Mais cette délibération ouvre aussi l’ultime séquence complète Orientations budgétaires/Budget primitif/Compte administratif avant les prochaines élections municipales. Elle nous invite donc assez logiquement à entamer le travail de rétrospective budgétaire, fiscale et financière depuis 2014.

Notamment parce que le niveau d’endettement du budget principal retrouvera fin 2019, à hauteur de 69 millions d’euros, quasiment et opportunément, celui de 2015, c’est-à-dire avant l’entrée en service du tunnel de Kérino, alors même que la dette de cet équipement demeurera encore élevée en 2019, au-delà de 20 millions d’euros. Que s’est-il donc passé ? « Bonne gestion, désendettement » nous répondez-vous. La réalité est cependant loin d’être aussi favorable pour notre collectivité.

L’intégration de la dette du tunnel a fait exploser l’endettement en 2016, vous contraignant à une politique de désendettement à marche forcée avec pression sur le fonctionnement et rationnement des investissementspour revenir à des ratios comptables plus raisonnables et retrouver des marges de manœuvre à quelques mois des élections. Les chiffres sont ainsi éclairants : 2016, 2017 et 2018 resteront les trois années avec les dépenses d’équipement les plus faibles, inférieures à 13 millions d’euros en moyenne annuelle.C’était absolument nécessaire pour vous permettre de réduire le stock de dette classique à la hauteur de la dette de Kérino, confirmant bien que le financement de cet équipement a eu de lourdes conséquences pour notre territoire.
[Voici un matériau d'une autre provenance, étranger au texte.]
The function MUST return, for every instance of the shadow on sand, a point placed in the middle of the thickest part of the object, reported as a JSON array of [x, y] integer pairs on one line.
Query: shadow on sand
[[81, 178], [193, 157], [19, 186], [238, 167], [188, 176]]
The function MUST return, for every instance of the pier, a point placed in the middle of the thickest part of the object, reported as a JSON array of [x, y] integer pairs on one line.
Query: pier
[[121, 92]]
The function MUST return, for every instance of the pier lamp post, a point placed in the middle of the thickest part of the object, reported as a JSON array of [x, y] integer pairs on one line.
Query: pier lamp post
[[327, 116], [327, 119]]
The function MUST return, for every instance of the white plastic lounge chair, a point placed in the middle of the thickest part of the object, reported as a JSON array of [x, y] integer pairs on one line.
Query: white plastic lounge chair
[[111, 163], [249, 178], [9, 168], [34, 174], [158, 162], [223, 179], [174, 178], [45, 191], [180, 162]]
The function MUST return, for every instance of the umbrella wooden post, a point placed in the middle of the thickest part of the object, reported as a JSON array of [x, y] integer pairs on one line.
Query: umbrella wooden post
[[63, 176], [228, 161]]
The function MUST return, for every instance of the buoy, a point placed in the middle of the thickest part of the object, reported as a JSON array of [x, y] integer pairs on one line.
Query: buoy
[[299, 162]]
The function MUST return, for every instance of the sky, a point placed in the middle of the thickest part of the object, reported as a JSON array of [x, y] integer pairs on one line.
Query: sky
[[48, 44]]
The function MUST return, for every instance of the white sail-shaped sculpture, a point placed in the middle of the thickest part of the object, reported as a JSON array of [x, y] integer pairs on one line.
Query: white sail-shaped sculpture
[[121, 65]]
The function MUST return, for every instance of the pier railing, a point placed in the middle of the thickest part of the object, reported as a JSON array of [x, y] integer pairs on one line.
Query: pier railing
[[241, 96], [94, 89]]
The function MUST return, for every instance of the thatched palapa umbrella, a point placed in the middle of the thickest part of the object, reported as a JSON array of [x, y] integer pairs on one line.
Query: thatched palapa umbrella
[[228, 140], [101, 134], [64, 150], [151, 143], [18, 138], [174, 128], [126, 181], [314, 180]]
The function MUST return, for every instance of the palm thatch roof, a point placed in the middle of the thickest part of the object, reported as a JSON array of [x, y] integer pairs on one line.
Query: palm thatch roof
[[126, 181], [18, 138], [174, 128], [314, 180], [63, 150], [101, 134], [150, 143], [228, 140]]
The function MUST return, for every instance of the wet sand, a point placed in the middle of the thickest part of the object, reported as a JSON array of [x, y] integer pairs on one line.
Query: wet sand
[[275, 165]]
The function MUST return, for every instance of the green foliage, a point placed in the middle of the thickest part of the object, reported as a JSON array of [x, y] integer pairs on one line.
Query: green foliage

Sur ces mêmes trois années, sans prendre en compte les dépenses de fonctionnement, en particulier les charges financières, les seules dépenses d’investissement liées au tunnel ont ainsi représenté près de 24 millions d’euros : sur 100 euros de dépenses pour l’avenir de notre territoire, notre collectivité en aura ainsi consacré 40 à Kérino de 2016 à 2018.Sur ces trois années, ce sont donc des investissements réalisés a minima, comme les réaménagements de places, et plus de 20 millions d’euros d’investissements qui n’ont pas vu le jour : dans la même période, la ville aurait ainsi pu, par exemple, financer ensemble la réalisation du pôle muséal, la rénovation de la chapelle Saint-Yves et du château de l’Hermine !

En tout état de cause, ce désendettement à marche forcée vous permet, après deux années sans aucun emprunt, de ré-emprunter à quelques mois des élections : nous avons ainsi noté le doublement des investissements pour les espaces publics, les plus visibles des Vannetais, de 3,6 millions d’euros en 2018 à 7,2 millions en 2019…

Les accords de Cahors sur la contractualisation financière vous ont, de ce point de vue, fourni un paravent de circonstance, en contraignant les dépenses de fonctionnement pour redéployer les crédits en faveur du désendettement. Je voudrais néanmoins apporter une correction au document. Page 3, il est écrit, je cite : « les augmentations de recettes de fonctionnement ne servent plus à maintenir ou à améliorer les services à la population mais aussi au financement des investissements et à la baisse du niveau d’endettement ». Je pense, et j’espère, qu’il faudrait lire « ne servent plus seulement à maintenir ou à améliorer les services à la population ». Quoi qu’il en soit, il ne s’agit pas pour nous d’un changement de modèle, comme vous l’écrivez, mais plutôt d’un changement d’intensité dans la mesure où il a toujours été admis que les recettes de fonctionnement avaient aussi pour vocation de financer les investissements.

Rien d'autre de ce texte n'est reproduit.